2017年度 シラバス情報詳細

●時間割コード
20170015335

●科目区分
文系基礎科目

●科目名
文学
●主担当教員名
佐野 誠子

●単位数
2単位

●開講時期
Ⅰ期
金・3
●対象学部
工学部



●本授業の目的およびねらい

清・蒲松齢の怪異小説集『聊斎志異(りょうさいしい)』を読む。
蒲松齢及び『聊斎志異』については、授業内容欄を参照。
中国古典文(漢文)においては、小説は、地位の低いものであったが、『聊斎志異』の表現は、人々の心を捕らえるに値するだけの魅力を有している。
その表現の特徴について、『聊斎志異』を精読しながら考えることは、文学、言語において大切なものとは何かを知ることとなるだろう。

●履修条件あるいは関連する科目等

高校での漢文履修(漢文訓読法の基本を知っていること)を前提とする。

●授業内容

蒲松齢は、文才がありながらも(あるいはありすぎたが故に?)、科挙に合格することができなかった万年落第生である。若い頃から書きためた怪異譚は『聊斎志異』としてまとめられ、評判となり、中国及び日本において多くの読者を獲得してきた。
異類婚姻、幽霊、仙人、道術、変身などをテーマとした話の多くは、不遇の立場の人が報われることが多く、蒲松齢の悲憤が込められている。
また、その文章は、中国の他の怪異譚とは一線を画するだけの文学性を有している。
授業では、まず蒲松齢という人物について紹介し、中国怪異譚の歴史及び『聊斎志異』の文学史的な位置づけについて講義した後、幾つかの作品を精読していく(何を読むかについては初回授業で提案をする。学生からの希望があれば、それに従うことも可)。
必要に応じて、類話等も紹介し、比較することで、『聊斎志異』の叙述、表現を分析的に読んでいきたい。

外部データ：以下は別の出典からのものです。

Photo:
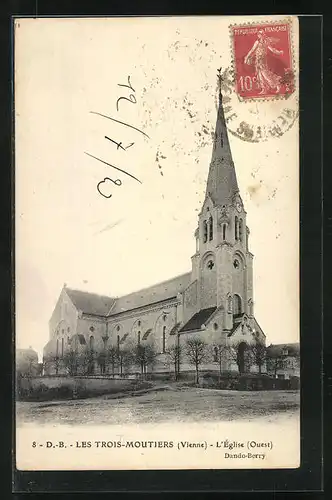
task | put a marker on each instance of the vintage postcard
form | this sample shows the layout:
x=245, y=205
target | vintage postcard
x=157, y=243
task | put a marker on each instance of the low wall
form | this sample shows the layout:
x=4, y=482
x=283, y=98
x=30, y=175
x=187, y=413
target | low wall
x=59, y=387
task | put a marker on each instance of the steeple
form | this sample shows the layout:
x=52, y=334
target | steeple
x=222, y=183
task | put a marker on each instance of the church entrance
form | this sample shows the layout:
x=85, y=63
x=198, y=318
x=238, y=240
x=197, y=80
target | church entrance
x=241, y=357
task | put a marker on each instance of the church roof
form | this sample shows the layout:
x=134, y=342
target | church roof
x=90, y=303
x=222, y=183
x=198, y=319
x=156, y=293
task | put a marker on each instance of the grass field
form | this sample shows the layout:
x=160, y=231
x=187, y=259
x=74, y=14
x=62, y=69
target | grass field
x=169, y=404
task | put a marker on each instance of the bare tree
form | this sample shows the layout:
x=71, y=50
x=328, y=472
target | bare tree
x=125, y=358
x=259, y=355
x=52, y=359
x=276, y=363
x=220, y=355
x=174, y=355
x=112, y=358
x=70, y=362
x=144, y=356
x=241, y=353
x=196, y=352
x=86, y=361
x=102, y=360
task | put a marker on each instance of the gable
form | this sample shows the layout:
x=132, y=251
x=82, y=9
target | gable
x=90, y=303
x=198, y=320
x=151, y=295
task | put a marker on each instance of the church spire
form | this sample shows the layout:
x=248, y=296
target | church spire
x=222, y=183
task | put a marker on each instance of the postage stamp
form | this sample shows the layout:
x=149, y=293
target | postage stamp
x=263, y=60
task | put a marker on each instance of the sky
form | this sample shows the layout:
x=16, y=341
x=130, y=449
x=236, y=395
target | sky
x=66, y=71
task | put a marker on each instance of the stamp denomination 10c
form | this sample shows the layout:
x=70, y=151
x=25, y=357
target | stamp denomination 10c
x=263, y=60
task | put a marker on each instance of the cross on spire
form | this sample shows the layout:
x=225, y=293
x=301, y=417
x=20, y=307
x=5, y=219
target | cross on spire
x=222, y=182
x=219, y=77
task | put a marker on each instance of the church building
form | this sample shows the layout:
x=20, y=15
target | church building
x=214, y=301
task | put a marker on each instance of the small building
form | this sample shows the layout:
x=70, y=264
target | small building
x=283, y=360
x=27, y=362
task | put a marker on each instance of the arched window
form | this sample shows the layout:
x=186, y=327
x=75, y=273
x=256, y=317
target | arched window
x=224, y=232
x=210, y=228
x=204, y=231
x=241, y=230
x=237, y=305
x=164, y=338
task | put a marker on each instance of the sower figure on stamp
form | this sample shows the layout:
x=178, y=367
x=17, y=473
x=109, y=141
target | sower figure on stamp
x=266, y=78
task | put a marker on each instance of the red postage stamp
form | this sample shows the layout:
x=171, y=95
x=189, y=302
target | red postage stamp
x=263, y=60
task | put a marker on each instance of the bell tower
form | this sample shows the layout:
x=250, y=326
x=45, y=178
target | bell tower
x=222, y=264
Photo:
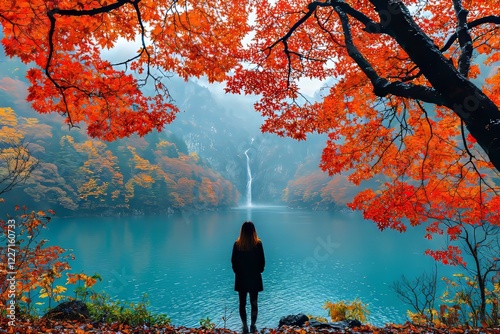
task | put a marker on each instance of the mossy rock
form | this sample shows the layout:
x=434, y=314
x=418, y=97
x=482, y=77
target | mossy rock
x=71, y=310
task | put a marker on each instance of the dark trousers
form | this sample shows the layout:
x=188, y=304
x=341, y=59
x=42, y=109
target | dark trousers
x=253, y=304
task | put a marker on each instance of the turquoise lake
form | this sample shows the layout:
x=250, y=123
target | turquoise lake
x=182, y=262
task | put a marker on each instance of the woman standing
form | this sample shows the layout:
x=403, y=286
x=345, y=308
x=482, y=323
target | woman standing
x=248, y=263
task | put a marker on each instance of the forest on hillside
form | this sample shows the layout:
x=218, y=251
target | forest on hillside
x=196, y=163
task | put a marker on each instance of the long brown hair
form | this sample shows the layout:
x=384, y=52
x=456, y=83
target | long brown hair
x=248, y=238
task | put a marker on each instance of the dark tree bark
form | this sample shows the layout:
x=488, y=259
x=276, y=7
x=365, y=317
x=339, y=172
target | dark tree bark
x=480, y=115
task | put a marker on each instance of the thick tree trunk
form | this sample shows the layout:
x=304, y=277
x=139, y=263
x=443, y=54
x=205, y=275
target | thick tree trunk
x=480, y=115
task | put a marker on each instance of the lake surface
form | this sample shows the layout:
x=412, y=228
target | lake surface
x=182, y=261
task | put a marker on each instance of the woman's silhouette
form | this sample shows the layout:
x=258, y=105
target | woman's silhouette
x=248, y=263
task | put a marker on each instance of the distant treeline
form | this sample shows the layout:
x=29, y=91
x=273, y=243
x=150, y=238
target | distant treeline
x=140, y=175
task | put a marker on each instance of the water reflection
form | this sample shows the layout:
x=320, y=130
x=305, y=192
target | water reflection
x=182, y=262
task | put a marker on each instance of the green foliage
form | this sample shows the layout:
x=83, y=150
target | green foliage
x=103, y=309
x=342, y=310
x=207, y=324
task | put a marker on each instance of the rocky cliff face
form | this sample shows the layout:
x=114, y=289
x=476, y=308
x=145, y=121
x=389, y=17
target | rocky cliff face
x=221, y=133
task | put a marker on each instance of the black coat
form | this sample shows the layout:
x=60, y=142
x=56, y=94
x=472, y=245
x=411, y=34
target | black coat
x=248, y=267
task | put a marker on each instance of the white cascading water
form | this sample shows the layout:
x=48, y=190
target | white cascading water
x=249, y=182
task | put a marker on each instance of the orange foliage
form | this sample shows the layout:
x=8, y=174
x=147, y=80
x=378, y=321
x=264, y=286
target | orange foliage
x=65, y=40
x=434, y=170
x=35, y=264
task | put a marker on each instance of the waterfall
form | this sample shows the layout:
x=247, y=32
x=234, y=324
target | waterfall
x=249, y=182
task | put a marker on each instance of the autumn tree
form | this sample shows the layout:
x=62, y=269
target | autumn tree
x=16, y=160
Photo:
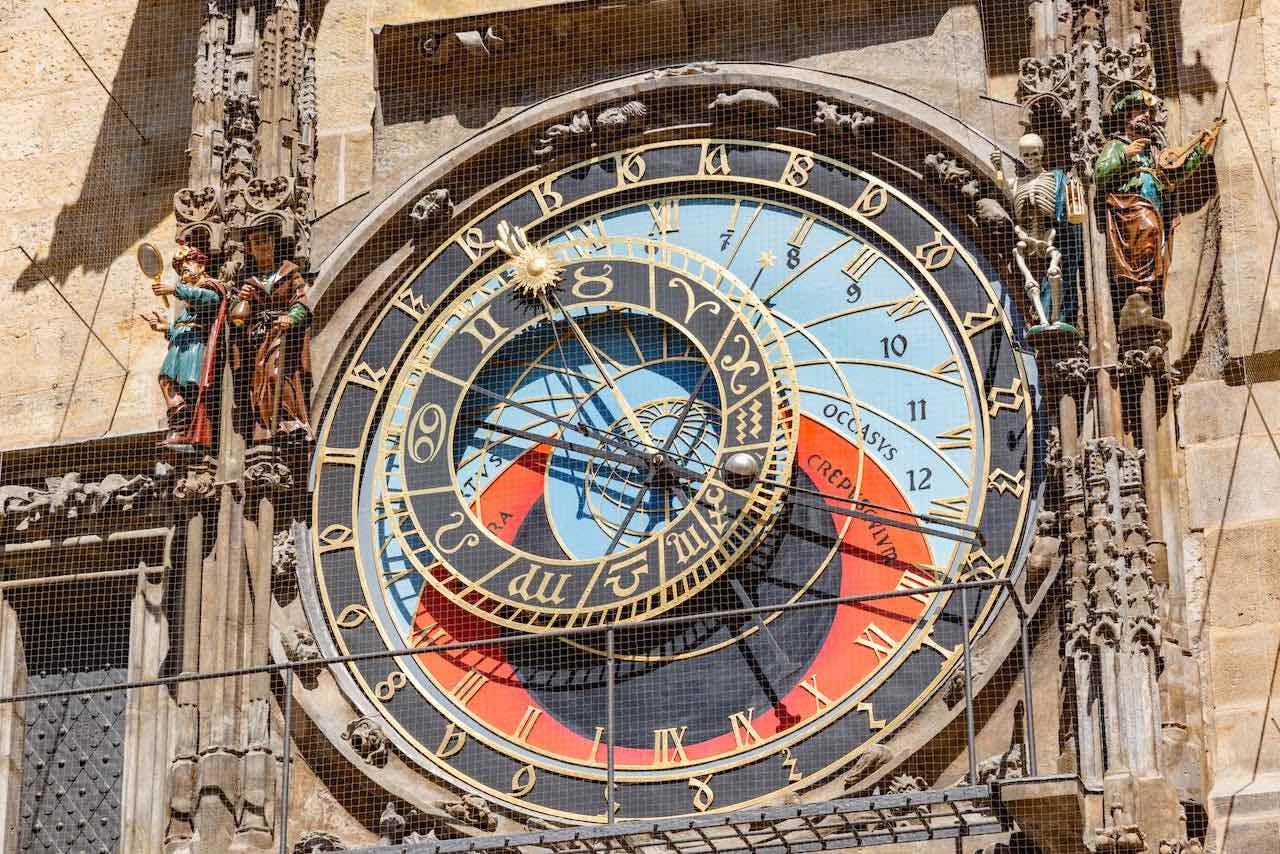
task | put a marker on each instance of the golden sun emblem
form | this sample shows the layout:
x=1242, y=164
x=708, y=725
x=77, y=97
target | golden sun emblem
x=535, y=269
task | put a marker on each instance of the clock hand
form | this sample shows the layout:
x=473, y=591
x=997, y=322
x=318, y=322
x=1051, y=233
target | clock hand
x=625, y=459
x=745, y=598
x=549, y=301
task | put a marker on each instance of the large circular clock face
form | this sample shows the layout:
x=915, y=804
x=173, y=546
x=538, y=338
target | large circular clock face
x=640, y=392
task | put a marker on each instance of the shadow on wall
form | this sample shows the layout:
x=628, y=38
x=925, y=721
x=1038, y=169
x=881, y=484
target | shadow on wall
x=128, y=186
x=425, y=71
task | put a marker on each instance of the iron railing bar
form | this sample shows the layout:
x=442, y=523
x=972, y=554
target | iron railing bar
x=968, y=689
x=529, y=636
x=286, y=772
x=1028, y=704
x=609, y=712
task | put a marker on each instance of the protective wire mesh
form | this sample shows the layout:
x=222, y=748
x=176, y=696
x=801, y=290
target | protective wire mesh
x=702, y=425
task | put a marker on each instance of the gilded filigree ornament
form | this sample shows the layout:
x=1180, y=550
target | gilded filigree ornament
x=535, y=269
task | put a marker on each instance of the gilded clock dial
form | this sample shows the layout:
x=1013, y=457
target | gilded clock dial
x=638, y=393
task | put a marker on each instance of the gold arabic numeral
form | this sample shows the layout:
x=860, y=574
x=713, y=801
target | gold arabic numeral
x=960, y=437
x=631, y=569
x=631, y=168
x=796, y=172
x=469, y=686
x=484, y=328
x=426, y=433
x=595, y=744
x=689, y=543
x=334, y=537
x=548, y=199
x=691, y=304
x=455, y=739
x=917, y=578
x=664, y=215
x=524, y=781
x=877, y=640
x=936, y=254
x=385, y=689
x=526, y=724
x=713, y=160
x=369, y=377
x=872, y=201
x=668, y=747
x=789, y=762
x=539, y=585
x=703, y=794
x=593, y=287
x=819, y=699
x=467, y=540
x=743, y=729
x=594, y=232
x=741, y=364
x=352, y=616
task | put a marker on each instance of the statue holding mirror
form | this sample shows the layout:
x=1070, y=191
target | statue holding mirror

教科書に指定した柴田天馬訳は、戦前になされたものであり、原文の漢字をなるべく残し、多くルビを振った独特な文章である。この訳文を読むことは、漢文や漢文訓読について考え直す機会にもなるだろう。

一部、プリント配布の上、原文を読むことも行う予定である。



●成績評価の方法

授業期間内の課題(読解、NUCT経由で提出)及び、期末のレポート試験による。

●教科書

柴田天馬訳『和訳 聊斎志異』(ちくま学芸文庫2012)
授業では、漢和辞典も必要になる場合あり(漢和辞典は、電子辞書でも構わない)

●参考書

張友鶴輯校『聊齋誌異 会校会注会評本』(上海古籍出版社1978)
『聊斎志異』の各種日本語訳注本(詳細は授業で紹介する)
稲田孝『『聊斎志異』を読む : 妖怪と人の幻想劇』(講談社学術文庫2001)
前野直彬『蒲松齢伝』(秋山書店1976)

●注意事項

履修取り下げ制度を利用する。
授業に関する連絡、資料配布等はNUCTを介して行う。